The same couldn’t really be said for Systema Naturae, an 85-minute survey by Mauro Lanza and Andrea Valle exploring a musical representation of a fictional ecosystem. Comprising four parts, focusing respectively on creatures (Regnum Animale), plant-life (Regnum Vegetabile), rocks and minerals (Regnum Lapideum) and fossils (Fossilia), the basic premise of the work was established in just the first few minutes, projecting the imaginary Latin name onto the wall while its characteristics were brought to life through a combination of live instruments and a large array of computer-controlled gadgets and gizmos. The instrumental component was performed by Explore Ensemble, and it’s worth noting how impressive it is to see how the group has developed. Just five years ago they made a brief appearance during the “Shorts” day at HCMF 2016 (giving a superb rendition of Gérard Grisey‘s Talea), and on the strength of that performance it’s hardly surprising that they should now be helming a huge multimedia work like this, or that they should recently have been awarded the Ernst von Siemens Music Foundation Ensemble Prize.

They’re a fantastic ensemble, though while their contribution to Systema Naturae was typically excellent and fastidious, it didn’t take long for both the behaviour and the musical range of the work to become overfamiliar and rather stale. That’s not to say there wasn’t a lot to enjoy in the piece, there certainly was, but the novelty of Lanza and Valle’s extensive collection of pipes, turntables, tin cans, dishes and other paraphernalia quickly wore off once they’d been called into action a few times.
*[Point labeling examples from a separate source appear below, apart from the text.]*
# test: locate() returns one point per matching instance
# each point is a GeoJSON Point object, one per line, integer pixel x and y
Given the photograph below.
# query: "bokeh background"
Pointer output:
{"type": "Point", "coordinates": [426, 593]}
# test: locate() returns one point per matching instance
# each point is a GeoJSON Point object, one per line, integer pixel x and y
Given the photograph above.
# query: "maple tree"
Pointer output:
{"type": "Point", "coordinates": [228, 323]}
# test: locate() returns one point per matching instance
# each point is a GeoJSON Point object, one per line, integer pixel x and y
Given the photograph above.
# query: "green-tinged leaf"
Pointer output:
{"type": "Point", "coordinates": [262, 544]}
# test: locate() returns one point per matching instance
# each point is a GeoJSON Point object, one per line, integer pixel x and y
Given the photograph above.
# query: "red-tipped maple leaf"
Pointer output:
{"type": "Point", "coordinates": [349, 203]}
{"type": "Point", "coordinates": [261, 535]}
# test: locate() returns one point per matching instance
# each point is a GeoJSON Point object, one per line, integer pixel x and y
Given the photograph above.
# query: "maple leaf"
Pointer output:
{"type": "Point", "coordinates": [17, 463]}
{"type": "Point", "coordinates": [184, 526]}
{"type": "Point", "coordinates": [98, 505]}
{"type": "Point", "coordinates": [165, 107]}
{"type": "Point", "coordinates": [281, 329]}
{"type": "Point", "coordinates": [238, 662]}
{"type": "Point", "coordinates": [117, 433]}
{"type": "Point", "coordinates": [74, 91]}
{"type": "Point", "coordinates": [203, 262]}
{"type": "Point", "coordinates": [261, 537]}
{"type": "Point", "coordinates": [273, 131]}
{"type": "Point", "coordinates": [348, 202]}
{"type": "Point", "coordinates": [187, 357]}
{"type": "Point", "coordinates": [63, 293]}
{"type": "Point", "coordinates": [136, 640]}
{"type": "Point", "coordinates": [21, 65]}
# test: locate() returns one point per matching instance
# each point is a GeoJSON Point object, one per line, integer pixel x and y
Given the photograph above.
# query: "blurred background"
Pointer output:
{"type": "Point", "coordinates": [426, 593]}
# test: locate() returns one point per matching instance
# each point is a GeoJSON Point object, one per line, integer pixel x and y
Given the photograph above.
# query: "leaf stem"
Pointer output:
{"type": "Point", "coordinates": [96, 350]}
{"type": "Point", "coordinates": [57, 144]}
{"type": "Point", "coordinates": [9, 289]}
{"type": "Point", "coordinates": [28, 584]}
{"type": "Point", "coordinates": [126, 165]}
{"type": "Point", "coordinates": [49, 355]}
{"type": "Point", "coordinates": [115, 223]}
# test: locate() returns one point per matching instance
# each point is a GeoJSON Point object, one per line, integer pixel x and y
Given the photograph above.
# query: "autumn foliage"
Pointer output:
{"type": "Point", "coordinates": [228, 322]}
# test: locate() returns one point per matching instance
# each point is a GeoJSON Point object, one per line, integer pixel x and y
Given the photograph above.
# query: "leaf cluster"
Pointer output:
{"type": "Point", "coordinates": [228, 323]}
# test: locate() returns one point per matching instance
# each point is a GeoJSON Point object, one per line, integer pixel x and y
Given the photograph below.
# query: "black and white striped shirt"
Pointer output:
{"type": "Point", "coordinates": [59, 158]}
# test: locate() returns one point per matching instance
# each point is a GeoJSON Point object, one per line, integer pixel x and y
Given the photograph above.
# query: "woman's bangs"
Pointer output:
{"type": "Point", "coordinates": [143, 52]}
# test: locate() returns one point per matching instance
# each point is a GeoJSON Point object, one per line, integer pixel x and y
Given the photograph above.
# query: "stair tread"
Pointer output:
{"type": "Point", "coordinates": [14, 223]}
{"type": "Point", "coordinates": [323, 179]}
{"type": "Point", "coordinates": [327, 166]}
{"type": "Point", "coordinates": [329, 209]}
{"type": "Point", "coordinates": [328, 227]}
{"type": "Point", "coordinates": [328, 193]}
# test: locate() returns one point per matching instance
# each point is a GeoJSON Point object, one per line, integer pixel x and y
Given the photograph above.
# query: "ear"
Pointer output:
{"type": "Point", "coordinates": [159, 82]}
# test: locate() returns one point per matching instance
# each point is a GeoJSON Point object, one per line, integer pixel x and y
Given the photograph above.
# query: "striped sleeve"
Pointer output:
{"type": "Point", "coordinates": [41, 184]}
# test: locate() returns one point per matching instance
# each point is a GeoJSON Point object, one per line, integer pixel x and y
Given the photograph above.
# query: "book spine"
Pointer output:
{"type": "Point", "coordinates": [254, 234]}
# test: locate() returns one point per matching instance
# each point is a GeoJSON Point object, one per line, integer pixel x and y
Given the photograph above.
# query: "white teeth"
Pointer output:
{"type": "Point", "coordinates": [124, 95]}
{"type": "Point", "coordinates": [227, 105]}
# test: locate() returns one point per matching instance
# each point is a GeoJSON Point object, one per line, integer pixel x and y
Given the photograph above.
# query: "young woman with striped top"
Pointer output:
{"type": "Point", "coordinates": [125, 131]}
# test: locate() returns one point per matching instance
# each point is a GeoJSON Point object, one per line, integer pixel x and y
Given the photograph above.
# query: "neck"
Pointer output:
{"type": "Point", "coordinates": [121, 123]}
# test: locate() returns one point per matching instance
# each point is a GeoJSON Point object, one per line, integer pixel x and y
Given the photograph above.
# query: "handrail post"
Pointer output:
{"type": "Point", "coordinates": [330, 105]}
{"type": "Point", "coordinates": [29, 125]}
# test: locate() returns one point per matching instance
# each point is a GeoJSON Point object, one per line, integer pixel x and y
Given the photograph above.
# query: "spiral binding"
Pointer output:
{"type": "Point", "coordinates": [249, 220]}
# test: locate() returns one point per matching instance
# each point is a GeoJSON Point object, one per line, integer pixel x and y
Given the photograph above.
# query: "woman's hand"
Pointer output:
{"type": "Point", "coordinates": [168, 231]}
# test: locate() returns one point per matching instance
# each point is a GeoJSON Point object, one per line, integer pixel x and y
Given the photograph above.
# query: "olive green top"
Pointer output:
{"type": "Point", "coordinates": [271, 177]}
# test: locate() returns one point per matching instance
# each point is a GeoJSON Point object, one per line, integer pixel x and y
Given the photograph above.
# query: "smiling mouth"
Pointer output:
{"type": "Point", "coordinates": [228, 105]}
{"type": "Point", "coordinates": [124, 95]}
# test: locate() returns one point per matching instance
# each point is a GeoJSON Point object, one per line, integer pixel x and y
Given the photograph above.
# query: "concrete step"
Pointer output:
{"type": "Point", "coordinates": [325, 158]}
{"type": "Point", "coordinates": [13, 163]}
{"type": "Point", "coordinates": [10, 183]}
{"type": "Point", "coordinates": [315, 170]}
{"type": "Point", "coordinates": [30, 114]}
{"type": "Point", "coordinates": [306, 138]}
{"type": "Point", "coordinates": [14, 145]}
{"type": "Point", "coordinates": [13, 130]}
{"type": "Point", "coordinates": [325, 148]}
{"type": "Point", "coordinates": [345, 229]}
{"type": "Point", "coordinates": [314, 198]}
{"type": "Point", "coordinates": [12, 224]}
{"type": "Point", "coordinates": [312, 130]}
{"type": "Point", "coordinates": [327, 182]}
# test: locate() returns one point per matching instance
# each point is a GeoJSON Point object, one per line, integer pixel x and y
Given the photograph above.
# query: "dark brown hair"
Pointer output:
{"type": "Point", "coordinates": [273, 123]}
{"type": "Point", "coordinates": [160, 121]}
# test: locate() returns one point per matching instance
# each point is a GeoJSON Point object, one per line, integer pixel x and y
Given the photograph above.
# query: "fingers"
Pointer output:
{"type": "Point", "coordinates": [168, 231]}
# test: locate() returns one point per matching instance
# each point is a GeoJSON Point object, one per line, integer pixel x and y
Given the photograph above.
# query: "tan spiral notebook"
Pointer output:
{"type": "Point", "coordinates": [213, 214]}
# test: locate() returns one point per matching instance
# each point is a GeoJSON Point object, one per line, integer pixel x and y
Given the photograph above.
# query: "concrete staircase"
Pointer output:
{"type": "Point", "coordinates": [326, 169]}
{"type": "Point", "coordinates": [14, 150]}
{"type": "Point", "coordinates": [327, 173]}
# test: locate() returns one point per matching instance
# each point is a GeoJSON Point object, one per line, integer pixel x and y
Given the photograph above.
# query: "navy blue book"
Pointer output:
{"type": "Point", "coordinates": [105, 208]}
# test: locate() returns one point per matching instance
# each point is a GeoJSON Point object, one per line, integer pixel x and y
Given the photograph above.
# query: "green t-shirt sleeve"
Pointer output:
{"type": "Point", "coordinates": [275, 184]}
Perhaps it’s not surprising that a glossary-like anthropological roll call such as this should take on the quality of variations on a theme, but it meant that the most memorable moments were those that deviated from this norm, such as the strange emergence of what sounded like a children’s song created by an AI, and most of all towards the end of Fossilia, in one of the rare occasions when the musical ideas were finally allowed time to expand and develop, sounding like an exciting mash-up of Harry Partch and Frank Zappa.